[R] Supervised Learning for Text Classification

Thu Aug 6 09:42:26 CEST 2015

Hi All,

The current process which I am doing:

1.       Reading Unstructured data, Understand what text means what. e.g. a phrase like "JOHN SMITH" this is a customer name. or a phrase like "CLAIM DURATION" is a reason type field. Currently, doing this manually (no issue over here).

2.       Creating a data frame with fields - Reason, Name, Category, Sub-Reason, Description. There is no boolean or numeric field (Do I need to create any? based on #5 need).

3.       Manually feeding the data frame with values as read from the unstructured data text. This would have approximate be having 50 rows. and this is my training set. (no issue over here)
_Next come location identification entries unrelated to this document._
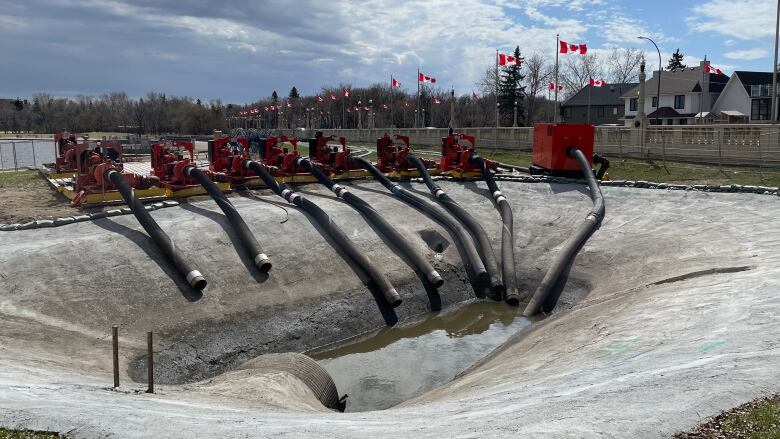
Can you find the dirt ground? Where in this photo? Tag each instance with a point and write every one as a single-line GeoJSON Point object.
{"type": "Point", "coordinates": [27, 196]}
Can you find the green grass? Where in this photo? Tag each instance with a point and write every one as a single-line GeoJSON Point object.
{"type": "Point", "coordinates": [26, 434]}
{"type": "Point", "coordinates": [19, 180]}
{"type": "Point", "coordinates": [673, 172]}
{"type": "Point", "coordinates": [760, 422]}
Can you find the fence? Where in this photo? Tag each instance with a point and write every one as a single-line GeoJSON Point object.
{"type": "Point", "coordinates": [16, 154]}
{"type": "Point", "coordinates": [754, 145]}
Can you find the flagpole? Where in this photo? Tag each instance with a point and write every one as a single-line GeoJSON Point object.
{"type": "Point", "coordinates": [391, 104]}
{"type": "Point", "coordinates": [590, 86]}
{"type": "Point", "coordinates": [497, 121]}
{"type": "Point", "coordinates": [557, 50]}
{"type": "Point", "coordinates": [417, 113]}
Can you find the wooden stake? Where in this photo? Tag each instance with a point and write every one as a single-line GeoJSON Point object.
{"type": "Point", "coordinates": [115, 345]}
{"type": "Point", "coordinates": [150, 361]}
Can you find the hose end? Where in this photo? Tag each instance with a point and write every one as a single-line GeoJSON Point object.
{"type": "Point", "coordinates": [263, 263]}
{"type": "Point", "coordinates": [434, 279]}
{"type": "Point", "coordinates": [196, 280]}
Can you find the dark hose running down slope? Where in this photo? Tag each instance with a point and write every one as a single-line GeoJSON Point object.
{"type": "Point", "coordinates": [374, 274]}
{"type": "Point", "coordinates": [248, 239]}
{"type": "Point", "coordinates": [507, 235]}
{"type": "Point", "coordinates": [420, 264]}
{"type": "Point", "coordinates": [163, 241]}
{"type": "Point", "coordinates": [471, 260]}
{"type": "Point", "coordinates": [477, 232]}
{"type": "Point", "coordinates": [543, 300]}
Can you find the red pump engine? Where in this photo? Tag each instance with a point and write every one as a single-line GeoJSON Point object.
{"type": "Point", "coordinates": [456, 157]}
{"type": "Point", "coordinates": [327, 156]}
{"type": "Point", "coordinates": [91, 163]}
{"type": "Point", "coordinates": [169, 160]}
{"type": "Point", "coordinates": [281, 160]}
{"type": "Point", "coordinates": [64, 143]}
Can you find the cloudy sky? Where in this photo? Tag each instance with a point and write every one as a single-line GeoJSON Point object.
{"type": "Point", "coordinates": [241, 50]}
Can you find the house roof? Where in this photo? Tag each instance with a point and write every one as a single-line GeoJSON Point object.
{"type": "Point", "coordinates": [609, 94]}
{"type": "Point", "coordinates": [669, 113]}
{"type": "Point", "coordinates": [679, 81]}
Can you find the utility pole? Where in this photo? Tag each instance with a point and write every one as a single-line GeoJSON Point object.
{"type": "Point", "coordinates": [774, 66]}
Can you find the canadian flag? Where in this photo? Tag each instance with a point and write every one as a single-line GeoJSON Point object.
{"type": "Point", "coordinates": [422, 78]}
{"type": "Point", "coordinates": [506, 60]}
{"type": "Point", "coordinates": [712, 69]}
{"type": "Point", "coordinates": [582, 49]}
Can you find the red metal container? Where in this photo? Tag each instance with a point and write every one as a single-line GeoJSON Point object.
{"type": "Point", "coordinates": [551, 141]}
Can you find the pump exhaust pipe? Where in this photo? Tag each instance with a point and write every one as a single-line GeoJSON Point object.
{"type": "Point", "coordinates": [418, 262]}
{"type": "Point", "coordinates": [543, 300]}
{"type": "Point", "coordinates": [248, 240]}
{"type": "Point", "coordinates": [477, 232]}
{"type": "Point", "coordinates": [374, 274]}
{"type": "Point", "coordinates": [508, 275]}
{"type": "Point", "coordinates": [471, 260]}
{"type": "Point", "coordinates": [163, 241]}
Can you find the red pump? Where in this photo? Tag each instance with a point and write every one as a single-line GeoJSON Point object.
{"type": "Point", "coordinates": [169, 160]}
{"type": "Point", "coordinates": [455, 158]}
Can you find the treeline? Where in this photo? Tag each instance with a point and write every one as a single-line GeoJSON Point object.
{"type": "Point", "coordinates": [523, 90]}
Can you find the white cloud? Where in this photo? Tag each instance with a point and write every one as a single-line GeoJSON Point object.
{"type": "Point", "coordinates": [741, 19]}
{"type": "Point", "coordinates": [747, 55]}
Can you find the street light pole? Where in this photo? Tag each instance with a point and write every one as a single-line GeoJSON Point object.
{"type": "Point", "coordinates": [774, 66]}
{"type": "Point", "coordinates": [658, 95]}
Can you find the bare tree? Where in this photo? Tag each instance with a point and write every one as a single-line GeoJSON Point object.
{"type": "Point", "coordinates": [577, 71]}
{"type": "Point", "coordinates": [537, 77]}
{"type": "Point", "coordinates": [623, 65]}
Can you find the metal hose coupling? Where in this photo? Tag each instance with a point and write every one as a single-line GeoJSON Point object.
{"type": "Point", "coordinates": [196, 280]}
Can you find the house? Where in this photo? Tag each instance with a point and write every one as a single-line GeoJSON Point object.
{"type": "Point", "coordinates": [684, 93]}
{"type": "Point", "coordinates": [749, 93]}
{"type": "Point", "coordinates": [606, 104]}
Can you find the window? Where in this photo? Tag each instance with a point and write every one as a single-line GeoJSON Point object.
{"type": "Point", "coordinates": [679, 102]}
{"type": "Point", "coordinates": [760, 109]}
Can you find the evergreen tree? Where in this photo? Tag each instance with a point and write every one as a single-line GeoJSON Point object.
{"type": "Point", "coordinates": [675, 62]}
{"type": "Point", "coordinates": [511, 90]}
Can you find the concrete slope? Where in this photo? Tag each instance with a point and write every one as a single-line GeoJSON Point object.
{"type": "Point", "coordinates": [680, 322]}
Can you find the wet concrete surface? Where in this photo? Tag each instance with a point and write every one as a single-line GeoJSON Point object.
{"type": "Point", "coordinates": [674, 328]}
{"type": "Point", "coordinates": [386, 367]}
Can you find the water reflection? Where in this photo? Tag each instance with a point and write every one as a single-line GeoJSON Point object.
{"type": "Point", "coordinates": [391, 365]}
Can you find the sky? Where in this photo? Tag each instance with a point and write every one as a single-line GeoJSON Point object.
{"type": "Point", "coordinates": [241, 50]}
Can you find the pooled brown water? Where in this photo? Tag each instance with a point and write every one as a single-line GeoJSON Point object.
{"type": "Point", "coordinates": [392, 365]}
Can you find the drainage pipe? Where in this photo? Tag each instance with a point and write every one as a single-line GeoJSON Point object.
{"type": "Point", "coordinates": [477, 232]}
{"type": "Point", "coordinates": [245, 235]}
{"type": "Point", "coordinates": [379, 280]}
{"type": "Point", "coordinates": [543, 300]}
{"type": "Point", "coordinates": [471, 260]}
{"type": "Point", "coordinates": [420, 264]}
{"type": "Point", "coordinates": [507, 234]}
{"type": "Point", "coordinates": [163, 241]}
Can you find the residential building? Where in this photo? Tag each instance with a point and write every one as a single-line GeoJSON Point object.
{"type": "Point", "coordinates": [684, 93]}
{"type": "Point", "coordinates": [750, 93]}
{"type": "Point", "coordinates": [606, 104]}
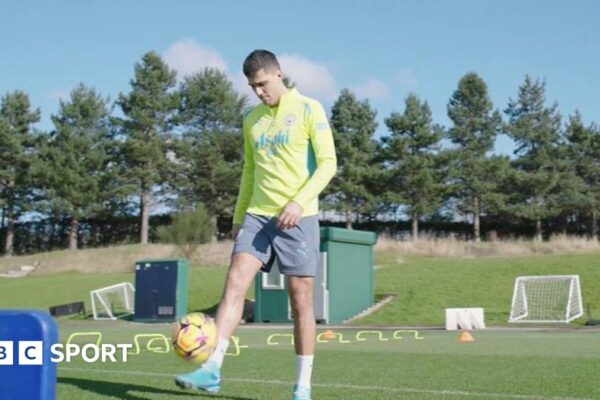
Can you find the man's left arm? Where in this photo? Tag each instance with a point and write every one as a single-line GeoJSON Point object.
{"type": "Point", "coordinates": [326, 164]}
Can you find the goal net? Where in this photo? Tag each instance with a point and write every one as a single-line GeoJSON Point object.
{"type": "Point", "coordinates": [113, 302]}
{"type": "Point", "coordinates": [555, 298]}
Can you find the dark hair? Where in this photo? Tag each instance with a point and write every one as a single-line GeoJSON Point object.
{"type": "Point", "coordinates": [260, 59]}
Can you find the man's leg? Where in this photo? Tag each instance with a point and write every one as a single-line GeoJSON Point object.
{"type": "Point", "coordinates": [300, 289]}
{"type": "Point", "coordinates": [242, 270]}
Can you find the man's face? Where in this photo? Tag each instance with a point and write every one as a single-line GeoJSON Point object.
{"type": "Point", "coordinates": [267, 86]}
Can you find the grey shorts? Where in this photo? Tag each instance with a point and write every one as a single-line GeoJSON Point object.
{"type": "Point", "coordinates": [296, 249]}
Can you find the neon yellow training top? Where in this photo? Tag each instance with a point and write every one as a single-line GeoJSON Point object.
{"type": "Point", "coordinates": [289, 155]}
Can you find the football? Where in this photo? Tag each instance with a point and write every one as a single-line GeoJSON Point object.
{"type": "Point", "coordinates": [195, 337]}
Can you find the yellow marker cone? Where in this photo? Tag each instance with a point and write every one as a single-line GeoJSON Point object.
{"type": "Point", "coordinates": [465, 336]}
{"type": "Point", "coordinates": [328, 335]}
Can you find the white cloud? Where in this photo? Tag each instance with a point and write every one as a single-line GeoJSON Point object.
{"type": "Point", "coordinates": [240, 84]}
{"type": "Point", "coordinates": [59, 94]}
{"type": "Point", "coordinates": [188, 57]}
{"type": "Point", "coordinates": [372, 89]}
{"type": "Point", "coordinates": [406, 79]}
{"type": "Point", "coordinates": [310, 77]}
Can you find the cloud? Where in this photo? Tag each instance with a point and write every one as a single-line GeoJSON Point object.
{"type": "Point", "coordinates": [406, 79]}
{"type": "Point", "coordinates": [372, 89]}
{"type": "Point", "coordinates": [310, 77]}
{"type": "Point", "coordinates": [59, 94]}
{"type": "Point", "coordinates": [188, 57]}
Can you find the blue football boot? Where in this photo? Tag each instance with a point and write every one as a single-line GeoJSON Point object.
{"type": "Point", "coordinates": [206, 378]}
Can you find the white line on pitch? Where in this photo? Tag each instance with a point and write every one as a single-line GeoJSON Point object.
{"type": "Point", "coordinates": [345, 386]}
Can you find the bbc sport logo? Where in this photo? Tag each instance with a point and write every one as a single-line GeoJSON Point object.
{"type": "Point", "coordinates": [31, 352]}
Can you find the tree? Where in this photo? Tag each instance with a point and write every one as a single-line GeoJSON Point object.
{"type": "Point", "coordinates": [538, 168]}
{"type": "Point", "coordinates": [353, 125]}
{"type": "Point", "coordinates": [17, 155]}
{"type": "Point", "coordinates": [583, 147]}
{"type": "Point", "coordinates": [188, 230]}
{"type": "Point", "coordinates": [76, 158]}
{"type": "Point", "coordinates": [475, 127]}
{"type": "Point", "coordinates": [148, 111]}
{"type": "Point", "coordinates": [415, 169]}
{"type": "Point", "coordinates": [210, 152]}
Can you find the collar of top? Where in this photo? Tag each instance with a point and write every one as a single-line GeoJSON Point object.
{"type": "Point", "coordinates": [291, 93]}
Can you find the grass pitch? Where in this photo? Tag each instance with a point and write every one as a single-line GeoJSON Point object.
{"type": "Point", "coordinates": [369, 364]}
{"type": "Point", "coordinates": [502, 363]}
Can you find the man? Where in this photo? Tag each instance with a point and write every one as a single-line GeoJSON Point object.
{"type": "Point", "coordinates": [289, 159]}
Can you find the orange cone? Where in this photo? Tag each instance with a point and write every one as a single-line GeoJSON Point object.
{"type": "Point", "coordinates": [328, 335]}
{"type": "Point", "coordinates": [465, 336]}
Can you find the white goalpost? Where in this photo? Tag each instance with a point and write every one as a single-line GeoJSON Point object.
{"type": "Point", "coordinates": [552, 298]}
{"type": "Point", "coordinates": [113, 302]}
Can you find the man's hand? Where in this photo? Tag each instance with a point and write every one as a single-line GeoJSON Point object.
{"type": "Point", "coordinates": [235, 230]}
{"type": "Point", "coordinates": [290, 215]}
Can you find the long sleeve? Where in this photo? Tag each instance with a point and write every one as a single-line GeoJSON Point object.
{"type": "Point", "coordinates": [324, 155]}
{"type": "Point", "coordinates": [247, 181]}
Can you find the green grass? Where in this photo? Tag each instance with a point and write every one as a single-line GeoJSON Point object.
{"type": "Point", "coordinates": [43, 291]}
{"type": "Point", "coordinates": [508, 365]}
{"type": "Point", "coordinates": [423, 287]}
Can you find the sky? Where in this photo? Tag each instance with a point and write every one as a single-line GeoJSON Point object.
{"type": "Point", "coordinates": [381, 50]}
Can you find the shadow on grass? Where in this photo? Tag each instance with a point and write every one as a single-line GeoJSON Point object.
{"type": "Point", "coordinates": [124, 390]}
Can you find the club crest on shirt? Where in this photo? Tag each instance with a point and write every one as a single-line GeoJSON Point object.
{"type": "Point", "coordinates": [289, 120]}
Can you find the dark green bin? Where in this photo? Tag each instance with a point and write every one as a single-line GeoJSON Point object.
{"type": "Point", "coordinates": [343, 287]}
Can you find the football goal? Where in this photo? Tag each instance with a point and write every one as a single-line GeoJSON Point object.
{"type": "Point", "coordinates": [553, 298]}
{"type": "Point", "coordinates": [113, 302]}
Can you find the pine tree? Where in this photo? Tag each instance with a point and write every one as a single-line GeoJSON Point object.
{"type": "Point", "coordinates": [18, 152]}
{"type": "Point", "coordinates": [210, 152]}
{"type": "Point", "coordinates": [148, 111]}
{"type": "Point", "coordinates": [416, 172]}
{"type": "Point", "coordinates": [353, 125]}
{"type": "Point", "coordinates": [474, 130]}
{"type": "Point", "coordinates": [538, 167]}
{"type": "Point", "coordinates": [583, 148]}
{"type": "Point", "coordinates": [76, 158]}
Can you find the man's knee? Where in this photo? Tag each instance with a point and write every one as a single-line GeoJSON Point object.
{"type": "Point", "coordinates": [301, 295]}
{"type": "Point", "coordinates": [241, 271]}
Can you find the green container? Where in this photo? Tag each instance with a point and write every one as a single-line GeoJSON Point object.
{"type": "Point", "coordinates": [161, 290]}
{"type": "Point", "coordinates": [343, 285]}
{"type": "Point", "coordinates": [349, 271]}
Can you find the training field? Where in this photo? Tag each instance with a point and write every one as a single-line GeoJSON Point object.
{"type": "Point", "coordinates": [504, 362]}
{"type": "Point", "coordinates": [499, 364]}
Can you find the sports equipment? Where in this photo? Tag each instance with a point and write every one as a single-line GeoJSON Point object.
{"type": "Point", "coordinates": [553, 298]}
{"type": "Point", "coordinates": [195, 337]}
{"type": "Point", "coordinates": [206, 378]}
{"type": "Point", "coordinates": [112, 302]}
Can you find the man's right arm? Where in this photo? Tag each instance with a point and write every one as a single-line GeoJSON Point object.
{"type": "Point", "coordinates": [247, 181]}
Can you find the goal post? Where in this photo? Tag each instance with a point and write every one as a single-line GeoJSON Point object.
{"type": "Point", "coordinates": [112, 302]}
{"type": "Point", "coordinates": [546, 299]}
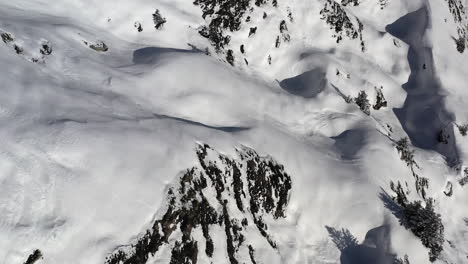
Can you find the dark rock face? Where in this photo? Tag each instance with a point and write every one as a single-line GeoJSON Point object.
{"type": "Point", "coordinates": [231, 193]}
{"type": "Point", "coordinates": [459, 16]}
{"type": "Point", "coordinates": [339, 20]}
{"type": "Point", "coordinates": [221, 15]}
{"type": "Point", "coordinates": [35, 256]}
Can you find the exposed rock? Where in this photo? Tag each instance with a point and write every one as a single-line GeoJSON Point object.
{"type": "Point", "coordinates": [339, 21]}
{"type": "Point", "coordinates": [6, 37]}
{"type": "Point", "coordinates": [228, 180]}
{"type": "Point", "coordinates": [98, 46]}
{"type": "Point", "coordinates": [35, 256]}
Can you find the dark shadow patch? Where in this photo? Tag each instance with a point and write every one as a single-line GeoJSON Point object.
{"type": "Point", "coordinates": [150, 55]}
{"type": "Point", "coordinates": [350, 142]}
{"type": "Point", "coordinates": [423, 114]}
{"type": "Point", "coordinates": [308, 84]}
{"type": "Point", "coordinates": [230, 129]}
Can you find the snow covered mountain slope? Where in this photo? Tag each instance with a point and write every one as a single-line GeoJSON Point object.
{"type": "Point", "coordinates": [218, 131]}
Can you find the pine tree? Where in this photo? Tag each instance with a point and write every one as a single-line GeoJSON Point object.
{"type": "Point", "coordinates": [363, 103]}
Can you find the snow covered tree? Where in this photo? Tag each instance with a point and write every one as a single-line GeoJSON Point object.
{"type": "Point", "coordinates": [426, 224]}
{"type": "Point", "coordinates": [380, 100]}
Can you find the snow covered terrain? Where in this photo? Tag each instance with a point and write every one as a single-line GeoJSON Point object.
{"type": "Point", "coordinates": [220, 131]}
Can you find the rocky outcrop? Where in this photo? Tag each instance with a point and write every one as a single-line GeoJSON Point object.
{"type": "Point", "coordinates": [234, 194]}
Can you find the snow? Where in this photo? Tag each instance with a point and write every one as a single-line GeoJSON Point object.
{"type": "Point", "coordinates": [91, 140]}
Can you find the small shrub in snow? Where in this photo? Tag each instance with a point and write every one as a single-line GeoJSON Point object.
{"type": "Point", "coordinates": [46, 48]}
{"type": "Point", "coordinates": [406, 154]}
{"type": "Point", "coordinates": [363, 103]}
{"type": "Point", "coordinates": [230, 57]}
{"type": "Point", "coordinates": [138, 26]}
{"type": "Point", "coordinates": [6, 37]}
{"type": "Point", "coordinates": [404, 260]}
{"type": "Point", "coordinates": [158, 19]}
{"type": "Point", "coordinates": [380, 100]}
{"type": "Point", "coordinates": [18, 49]}
{"type": "Point", "coordinates": [343, 239]}
{"type": "Point", "coordinates": [252, 31]}
{"type": "Point", "coordinates": [99, 46]}
{"type": "Point", "coordinates": [463, 129]}
{"type": "Point", "coordinates": [283, 26]}
{"type": "Point", "coordinates": [277, 42]}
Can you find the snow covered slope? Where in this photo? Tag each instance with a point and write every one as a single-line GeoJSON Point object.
{"type": "Point", "coordinates": [218, 131]}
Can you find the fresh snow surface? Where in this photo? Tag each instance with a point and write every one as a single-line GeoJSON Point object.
{"type": "Point", "coordinates": [91, 141]}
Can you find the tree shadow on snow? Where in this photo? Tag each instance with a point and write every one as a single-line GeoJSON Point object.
{"type": "Point", "coordinates": [374, 249]}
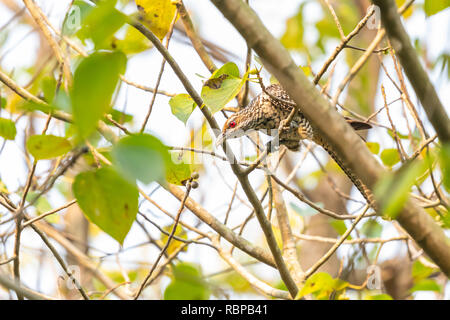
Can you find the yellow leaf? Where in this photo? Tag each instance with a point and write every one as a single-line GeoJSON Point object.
{"type": "Point", "coordinates": [157, 15]}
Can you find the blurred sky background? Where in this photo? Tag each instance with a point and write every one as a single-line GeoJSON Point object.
{"type": "Point", "coordinates": [20, 52]}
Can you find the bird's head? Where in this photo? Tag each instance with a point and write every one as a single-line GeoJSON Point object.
{"type": "Point", "coordinates": [235, 127]}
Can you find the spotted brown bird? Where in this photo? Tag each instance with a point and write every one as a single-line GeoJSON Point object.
{"type": "Point", "coordinates": [268, 109]}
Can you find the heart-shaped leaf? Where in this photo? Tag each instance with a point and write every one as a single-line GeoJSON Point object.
{"type": "Point", "coordinates": [108, 200]}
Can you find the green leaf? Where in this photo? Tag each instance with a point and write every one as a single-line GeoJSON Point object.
{"type": "Point", "coordinates": [142, 157]}
{"type": "Point", "coordinates": [7, 129]}
{"type": "Point", "coordinates": [304, 212]}
{"type": "Point", "coordinates": [434, 6]}
{"type": "Point", "coordinates": [293, 35]}
{"type": "Point", "coordinates": [382, 296]}
{"type": "Point", "coordinates": [95, 80]}
{"type": "Point", "coordinates": [372, 229]}
{"type": "Point", "coordinates": [179, 169]}
{"type": "Point", "coordinates": [374, 147]}
{"type": "Point", "coordinates": [187, 284]}
{"type": "Point", "coordinates": [182, 106]}
{"type": "Point", "coordinates": [321, 285]}
{"type": "Point", "coordinates": [108, 200]}
{"type": "Point", "coordinates": [340, 227]}
{"type": "Point", "coordinates": [133, 42]}
{"type": "Point", "coordinates": [393, 189]}
{"type": "Point", "coordinates": [47, 146]}
{"type": "Point", "coordinates": [390, 157]}
{"type": "Point", "coordinates": [101, 23]}
{"type": "Point", "coordinates": [222, 87]}
{"type": "Point", "coordinates": [426, 285]}
{"type": "Point", "coordinates": [174, 244]}
{"type": "Point", "coordinates": [444, 159]}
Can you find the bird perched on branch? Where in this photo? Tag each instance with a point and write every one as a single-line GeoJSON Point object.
{"type": "Point", "coordinates": [267, 111]}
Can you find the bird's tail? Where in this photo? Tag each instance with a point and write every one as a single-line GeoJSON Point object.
{"type": "Point", "coordinates": [367, 194]}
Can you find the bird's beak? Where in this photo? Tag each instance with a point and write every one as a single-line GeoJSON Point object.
{"type": "Point", "coordinates": [220, 139]}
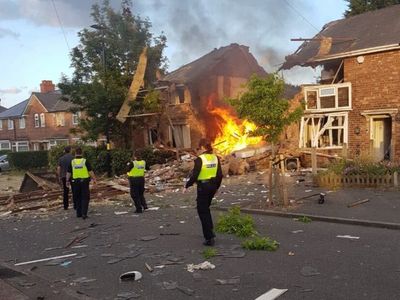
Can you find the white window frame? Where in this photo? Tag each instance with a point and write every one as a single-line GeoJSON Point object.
{"type": "Point", "coordinates": [22, 123]}
{"type": "Point", "coordinates": [76, 117]}
{"type": "Point", "coordinates": [37, 121]}
{"type": "Point", "coordinates": [5, 142]}
{"type": "Point", "coordinates": [10, 124]}
{"type": "Point", "coordinates": [320, 89]}
{"type": "Point", "coordinates": [42, 120]}
{"type": "Point", "coordinates": [318, 131]}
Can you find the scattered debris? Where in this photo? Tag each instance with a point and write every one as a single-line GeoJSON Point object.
{"type": "Point", "coordinates": [358, 203]}
{"type": "Point", "coordinates": [309, 271]}
{"type": "Point", "coordinates": [45, 259]}
{"type": "Point", "coordinates": [206, 265]}
{"type": "Point", "coordinates": [348, 237]}
{"type": "Point", "coordinates": [131, 275]}
{"type": "Point", "coordinates": [234, 280]}
{"type": "Point", "coordinates": [272, 294]}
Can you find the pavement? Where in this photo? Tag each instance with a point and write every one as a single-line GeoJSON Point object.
{"type": "Point", "coordinates": [113, 231]}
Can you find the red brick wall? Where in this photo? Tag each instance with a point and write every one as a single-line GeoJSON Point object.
{"type": "Point", "coordinates": [375, 85]}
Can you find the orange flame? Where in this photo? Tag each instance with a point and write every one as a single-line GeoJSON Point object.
{"type": "Point", "coordinates": [234, 133]}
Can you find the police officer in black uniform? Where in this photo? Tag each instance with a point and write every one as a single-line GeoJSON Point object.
{"type": "Point", "coordinates": [207, 173]}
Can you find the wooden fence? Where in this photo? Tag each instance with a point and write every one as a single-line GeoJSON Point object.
{"type": "Point", "coordinates": [332, 180]}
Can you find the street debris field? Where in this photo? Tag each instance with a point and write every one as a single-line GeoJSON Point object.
{"type": "Point", "coordinates": [116, 254]}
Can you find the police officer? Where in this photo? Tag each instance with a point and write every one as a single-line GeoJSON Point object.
{"type": "Point", "coordinates": [207, 173]}
{"type": "Point", "coordinates": [136, 182]}
{"type": "Point", "coordinates": [81, 173]}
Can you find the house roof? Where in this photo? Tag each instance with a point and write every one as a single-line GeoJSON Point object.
{"type": "Point", "coordinates": [207, 63]}
{"type": "Point", "coordinates": [373, 31]}
{"type": "Point", "coordinates": [14, 111]}
{"type": "Point", "coordinates": [53, 101]}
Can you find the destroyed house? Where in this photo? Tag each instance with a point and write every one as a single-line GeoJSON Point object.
{"type": "Point", "coordinates": [38, 123]}
{"type": "Point", "coordinates": [354, 109]}
{"type": "Point", "coordinates": [191, 94]}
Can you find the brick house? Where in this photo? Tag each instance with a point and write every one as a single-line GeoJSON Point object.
{"type": "Point", "coordinates": [38, 123]}
{"type": "Point", "coordinates": [355, 108]}
{"type": "Point", "coordinates": [191, 93]}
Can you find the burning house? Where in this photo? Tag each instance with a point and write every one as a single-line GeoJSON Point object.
{"type": "Point", "coordinates": [194, 103]}
{"type": "Point", "coordinates": [354, 109]}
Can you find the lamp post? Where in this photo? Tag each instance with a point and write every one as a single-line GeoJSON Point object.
{"type": "Point", "coordinates": [108, 114]}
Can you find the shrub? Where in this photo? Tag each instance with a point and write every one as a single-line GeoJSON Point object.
{"type": "Point", "coordinates": [28, 160]}
{"type": "Point", "coordinates": [260, 243]}
{"type": "Point", "coordinates": [236, 223]}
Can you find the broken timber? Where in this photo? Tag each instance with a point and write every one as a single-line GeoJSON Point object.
{"type": "Point", "coordinates": [137, 82]}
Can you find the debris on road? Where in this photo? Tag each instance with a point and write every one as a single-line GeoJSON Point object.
{"type": "Point", "coordinates": [348, 237]}
{"type": "Point", "coordinates": [45, 259]}
{"type": "Point", "coordinates": [357, 203]}
{"type": "Point", "coordinates": [206, 265]}
{"type": "Point", "coordinates": [272, 294]}
{"type": "Point", "coordinates": [131, 275]}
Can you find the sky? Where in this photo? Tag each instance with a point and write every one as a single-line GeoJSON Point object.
{"type": "Point", "coordinates": [36, 36]}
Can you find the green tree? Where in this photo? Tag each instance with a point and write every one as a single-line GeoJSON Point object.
{"type": "Point", "coordinates": [104, 63]}
{"type": "Point", "coordinates": [263, 104]}
{"type": "Point", "coordinates": [356, 7]}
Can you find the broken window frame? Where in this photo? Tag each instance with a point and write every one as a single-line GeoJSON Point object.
{"type": "Point", "coordinates": [318, 131]}
{"type": "Point", "coordinates": [319, 90]}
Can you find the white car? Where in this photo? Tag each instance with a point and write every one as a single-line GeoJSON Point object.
{"type": "Point", "coordinates": [4, 165]}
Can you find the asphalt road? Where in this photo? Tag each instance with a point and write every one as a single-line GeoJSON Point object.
{"type": "Point", "coordinates": [323, 266]}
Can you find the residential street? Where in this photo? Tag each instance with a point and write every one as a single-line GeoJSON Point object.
{"type": "Point", "coordinates": [111, 242]}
4.       Dataframe #3 would be nothing but a supervised train data set.

Following #5, this is what I need to achieve (and need help here)-

5.       Now when I receive another file (test data),lets say to start - just a phrase "******************", can I predict that text based on the trained model, it is a Reason related phrase (based on the probability, lets say more than 70%), create a new data frame (PredcitedDF) and add a column (e.g. Reason) add a row for this text under Reason field. Again receive on more text phrase, which seems like "Name", add a column "Name" in the PredictedDF and add this value under Name column as second row...and hence further.

I was reading about RTextTools (http://www.rtexttools.com/), well in that case it has be told that this value is for this text and hence further...

Any help would be appreciated.

Regards,
Anshuk Pal Chaudhuri

	[[alternative HTML version deleted]]